以下のような基本的なマナーを意識しましょう。
・丁寧な言葉遣いで話す
・清潔感のある服装で訪問する
・時間を守る
・相手の話をよく聞く
これらはビジネスの基本ではありますが、実際にできていない人も多いため、意識するだけで大きな差が生まれます。
■要望は「お願いベース」で伝える
物件の賃料や契約条件について、要望や希望がある場合も多いでしょう。たとえば、
「賃料をもう少し下げてほしい」
「内装工事を一部オーナー負担にしてほしい」
「契約開始時期を遅らせたい」
などです。こうした要望を伝える際には、「当たり前の権利」として主張するのではなく、「お願い」として伝えるのがマナーです。
<例>
×「この賃料は高すぎます。もっと下げてください。」
○「検討中の他の物件と比較するとやや割高に感じておりまして、もしご相談できる余地があればと思い…」
このように、丁寧かつ冷静に伝えることで、相手も前向きに話を聞いてくれる可能性が高まります。
■交渉内容は一度でまとめる
要望を伝える際は、なるべく一度にまとめて提示することをおすすめします。というのも、交渉のたびに追加の要望が出てくると、オーナー側は「終わりが見えない」「この人とは契約が大変そうだ」と感じてしまいます。

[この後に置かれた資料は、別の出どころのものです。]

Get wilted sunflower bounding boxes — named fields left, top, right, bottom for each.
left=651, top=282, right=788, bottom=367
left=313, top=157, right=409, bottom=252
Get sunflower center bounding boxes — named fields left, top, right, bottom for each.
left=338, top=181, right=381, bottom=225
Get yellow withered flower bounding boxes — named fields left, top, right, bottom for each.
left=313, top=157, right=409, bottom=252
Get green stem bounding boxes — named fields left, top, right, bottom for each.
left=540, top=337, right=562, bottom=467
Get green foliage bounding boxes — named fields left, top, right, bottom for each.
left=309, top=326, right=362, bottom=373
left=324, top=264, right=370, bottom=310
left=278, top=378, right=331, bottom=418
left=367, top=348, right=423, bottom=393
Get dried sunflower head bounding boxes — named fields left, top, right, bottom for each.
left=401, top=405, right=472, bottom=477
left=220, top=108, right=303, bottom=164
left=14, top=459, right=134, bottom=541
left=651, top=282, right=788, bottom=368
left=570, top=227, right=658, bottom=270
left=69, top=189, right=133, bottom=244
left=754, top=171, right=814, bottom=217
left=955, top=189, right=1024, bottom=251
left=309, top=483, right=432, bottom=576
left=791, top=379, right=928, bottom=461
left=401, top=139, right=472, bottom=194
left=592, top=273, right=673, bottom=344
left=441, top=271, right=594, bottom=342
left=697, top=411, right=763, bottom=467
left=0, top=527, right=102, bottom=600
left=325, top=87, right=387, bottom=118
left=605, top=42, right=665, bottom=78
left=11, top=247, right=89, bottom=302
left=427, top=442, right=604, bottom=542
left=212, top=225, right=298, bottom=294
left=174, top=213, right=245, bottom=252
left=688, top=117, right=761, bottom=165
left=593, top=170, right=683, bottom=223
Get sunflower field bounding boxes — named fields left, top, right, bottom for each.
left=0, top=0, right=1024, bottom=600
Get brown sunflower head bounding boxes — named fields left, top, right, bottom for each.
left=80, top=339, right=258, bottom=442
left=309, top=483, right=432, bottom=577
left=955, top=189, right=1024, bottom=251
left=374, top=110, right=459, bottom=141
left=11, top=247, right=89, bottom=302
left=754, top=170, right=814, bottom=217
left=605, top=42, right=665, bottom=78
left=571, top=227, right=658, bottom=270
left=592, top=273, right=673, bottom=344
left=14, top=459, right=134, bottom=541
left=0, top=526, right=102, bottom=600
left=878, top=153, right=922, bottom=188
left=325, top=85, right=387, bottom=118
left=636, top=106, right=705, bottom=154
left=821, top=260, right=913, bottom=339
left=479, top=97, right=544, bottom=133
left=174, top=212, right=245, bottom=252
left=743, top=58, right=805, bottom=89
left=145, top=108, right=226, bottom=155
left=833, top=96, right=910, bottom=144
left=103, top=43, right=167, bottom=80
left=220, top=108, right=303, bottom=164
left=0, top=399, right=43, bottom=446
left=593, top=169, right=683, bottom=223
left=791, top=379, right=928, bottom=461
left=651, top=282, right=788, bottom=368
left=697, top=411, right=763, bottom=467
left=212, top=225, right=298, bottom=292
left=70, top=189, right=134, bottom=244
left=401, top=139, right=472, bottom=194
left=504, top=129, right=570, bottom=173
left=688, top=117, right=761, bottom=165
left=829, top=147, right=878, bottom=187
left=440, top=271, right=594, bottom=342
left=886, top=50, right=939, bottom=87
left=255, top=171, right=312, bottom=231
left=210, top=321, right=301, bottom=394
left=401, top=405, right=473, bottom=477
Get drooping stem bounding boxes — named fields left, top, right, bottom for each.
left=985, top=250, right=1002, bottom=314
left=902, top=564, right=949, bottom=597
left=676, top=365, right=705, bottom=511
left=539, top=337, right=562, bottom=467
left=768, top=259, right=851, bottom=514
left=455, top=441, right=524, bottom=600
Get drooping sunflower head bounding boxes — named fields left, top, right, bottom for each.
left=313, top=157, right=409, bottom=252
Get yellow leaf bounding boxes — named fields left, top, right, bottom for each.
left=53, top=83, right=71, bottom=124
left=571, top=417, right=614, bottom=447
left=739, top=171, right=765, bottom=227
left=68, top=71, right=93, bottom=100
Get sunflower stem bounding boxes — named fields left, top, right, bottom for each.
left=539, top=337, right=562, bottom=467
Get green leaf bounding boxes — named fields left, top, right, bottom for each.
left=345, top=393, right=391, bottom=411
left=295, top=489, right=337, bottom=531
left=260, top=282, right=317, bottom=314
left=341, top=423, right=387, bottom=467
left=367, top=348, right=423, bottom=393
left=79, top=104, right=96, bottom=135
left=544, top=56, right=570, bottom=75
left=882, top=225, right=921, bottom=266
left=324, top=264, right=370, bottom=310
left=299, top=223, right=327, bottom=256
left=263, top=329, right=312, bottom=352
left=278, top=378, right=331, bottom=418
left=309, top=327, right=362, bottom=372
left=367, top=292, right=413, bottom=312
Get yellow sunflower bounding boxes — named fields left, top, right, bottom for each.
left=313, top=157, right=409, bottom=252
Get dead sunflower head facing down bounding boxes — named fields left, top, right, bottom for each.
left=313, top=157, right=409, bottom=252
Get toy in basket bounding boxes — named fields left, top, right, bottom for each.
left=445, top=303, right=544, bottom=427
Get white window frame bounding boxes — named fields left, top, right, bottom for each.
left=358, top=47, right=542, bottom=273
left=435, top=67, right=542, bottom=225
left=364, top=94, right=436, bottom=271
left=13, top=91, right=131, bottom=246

要望が複数ある場合は、事前にメモなどに整理しておき、「○点ほどご相談があります」とまとめて伝えると好印象です。
■感謝を忘れずに
交渉の場面では、自分の希望を通すことばかりに気を取られがちですが、相手の譲歩や対応に対して感謝の気持ちを伝えることが大切です。
また、仮に交渉がうまくいかなかったとしても、「ご検討いただき、ありがとうございました」と最後に一言添えるだけで、次に繋がる可能性が残ります。物件は縁もの。今日ダメでも、明日また別の形でご縁がつながることもあります。
■仲介会社を信頼し、任せる姿勢も大事
実際の交渉は、オーナーと直接やりとりするのではなく、間に入る仲介会社を通じて行うのが一般的です。そのため、仲介会社に自分の希望や背景、予算などを正直に伝えておくことが重要です。
仲介会社は借主とオーナーの「橋渡し役」です。双方にとってメリットがあるよう調整してくれる存在ですので、「直接言いにくいこと」も仲介会社をうまく活用して伝えることで、交渉がスムーズに進むことがあります。
■まとめ
テナント探しにおいて、理想の物件に出会えたらそれは幸運なことです。ただし、良い契約につなげるには「オーナーとの信頼関係」が欠かせません。
礼儀正しい対応や、相手の立場を尊重する姿勢は、結果的に交渉の成功率を高める近道です。物件選びと同じくらい、「人との関係づくり」も大切にして、気持ちよくスタートを切りましょう。